Mohon tunggu...
Agustine Ranterapa
Agustine Ranterapa Mohon Tunggu... Guru

Aku seorang Guru SD. Tidak ada keajaiban dalam pekerjaanku. Aku tidak pernah berjalan diatas air dan aku juga tidak mampu membela lautan. Tetapi yang aku tahu, aku adalah seorang pemimpin pembelajaran yang mencintai anak-anak didikku. Karena menurutku seni tertinggi seorang guru adalah bagaimana ia menciptkan kegembiraan dalam ekspresi kreatif dan pengetahuan". Alhamdulillaah ditakdirkan menjadi seorang guru.

Selanjutnya

Tutup

Humaniora Pilihan

Prosa Reflektif || Mengukur Martabat Diri Di Timbangan Amanah

11 Oktober 2025   14:23 Diperbarui: 11 Oktober 2025   14:23 30
+
Laporkan Konten
Laporkan Akun
Kompasiana adalah platform blog. Konten ini menjadi tanggung jawab bloger dan tidak mewakili pandangan redaksi Kompas.
Lihat foto
Sumber Dokumentasi Pribadi

#Tafakkur,  Titipan Langit, Beban Bumi

Kita seringkali tersilau oleh kilauan pencapaian diri, memandang harta benda yang terkumpul, gelar akademik yang terpajang, atau kecantikan rupa yang dikagumi, sebagai mahakarya yang murni lahir dari usaha dan kecerdasan pribadi semata, seolah-olah seluruh keberhasilan adalah hasil dari perencanaan kita yang sempurna. Kita lupa bahwa di balik semua itu terdapat sebuah mata rantai takdir yang tersusun rapi, sebuah orkestrasi kosmik, dan peran kekuatan tak terlihat dari Sumber Yang Maha Kuasa yang jauh melampaui batas kemampuan insani kita yang fana; kesilauan ini menjauhkan kita dari hakikat sebagai hamba yang lemah. Kesadaran sejati dimulai ketika seseorang yang telah memilih untuk berpikir dengan hati dan ilmu mampu melihat dirinya bukan sebagai pemilik tunggal dan abadi dari segala kelebihan yang ia miliki, melainkan hanya sebagai wadah sementara yang dipercaya untuk menampung karunia-karunia agung yang mengalir tanpa henti dari Sumber Kekuatan Yang Maha Esa. Perspektif ini, yang menempatkan manusia pada posisi kerendahan, adalah penawar mujarab yang segera meredam api kesombongan sebelum ia sempat berkobar dan membakar habis segala potensi kebaikan, keikhlasan, dan pahala yang ada di dalam hati. Refleksi inilah yang secara otomatis membuka gerbang kerendahan hati sejati (Tawadhu'), menyadari bahwa setiap kelebihan adalah pinjaman semesta yang harus diperlakukan dengan penuh rasa hormat, penjagaan, dan tanggung jawab yang tak main-main. Karunia-karunia tersebut tidak boleh digunakan untuk dipamerkan atau dijadikan alasan untuk merasa superior di hadapan sesama hamba Allah yang lain, melainkan wajib difungsikan sebagai alat utama untuk menjalankan fungsi kekhalifahan di muka bumi dengan sebaik-baiknya dan seadil-adilnya, sebagaimana yang dituntut oleh janji primordial.

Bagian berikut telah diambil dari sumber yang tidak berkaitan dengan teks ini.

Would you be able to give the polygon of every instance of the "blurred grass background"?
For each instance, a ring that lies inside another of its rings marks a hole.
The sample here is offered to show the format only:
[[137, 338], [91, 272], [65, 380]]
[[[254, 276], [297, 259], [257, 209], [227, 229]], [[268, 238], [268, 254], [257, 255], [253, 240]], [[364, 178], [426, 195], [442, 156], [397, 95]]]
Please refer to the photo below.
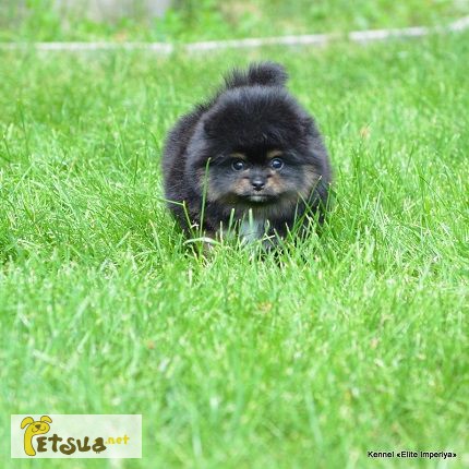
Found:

Ego seringkali berbisik dengan lantang tentang mitos kepemilikan absolut, sebuah klaim palsu yang menggiring jiwa pada jebakan fatal bahwa kelebihan adalah hak mutlak, bukan anugerah murni dari Sang Pemberi yang bisa ditarik kapan saja tanpa pemberitahuan. Narasi yang menyesatkan ini secara perlahan menjauhkan diri dari esensi rasa syukur yang hakiki, karena semakin seseorang mengklaim kelebihannya sebagai hasil murni upayanya, semakin kuat pula ia terikat pada godaan sombong ('Ujub) dan memandang rendah orang lain yang dianggap kurang beruntung atau tidak secerdas dirinya dalam meraih sukses duniawi. Kebenaran yang sesungguhnya harus diakui dan diterima adalah bahwa kecerdasan yang tajam, harta yang melimpah ruah, kedudukan yang dihormati dan disegani, atau bahkan ilmu yang luas, adalah rezeki yang datang tanpa diminta secara spesifik, disalurkan melalui mekanisme takdir yang rumit dan tidak sepenuhnya dikuasai oleh pemikiran manusia. Oleh karena itu, saat kegagalan kecil menghampiri atau kekurangan tak terhindarkan muncul dalam hidupnya, ia yang sombong akan segera merasa terpuruk, putus asa, dan marah kepada takdir, karena pondasi kebanggaannya dibangun di atas pasir klaim diri yang sangat rapuh dan mudah runtuh tertiup badai realitas yang tak terduga, sehingga ia kehilangan ketenangan (tuma'ninah).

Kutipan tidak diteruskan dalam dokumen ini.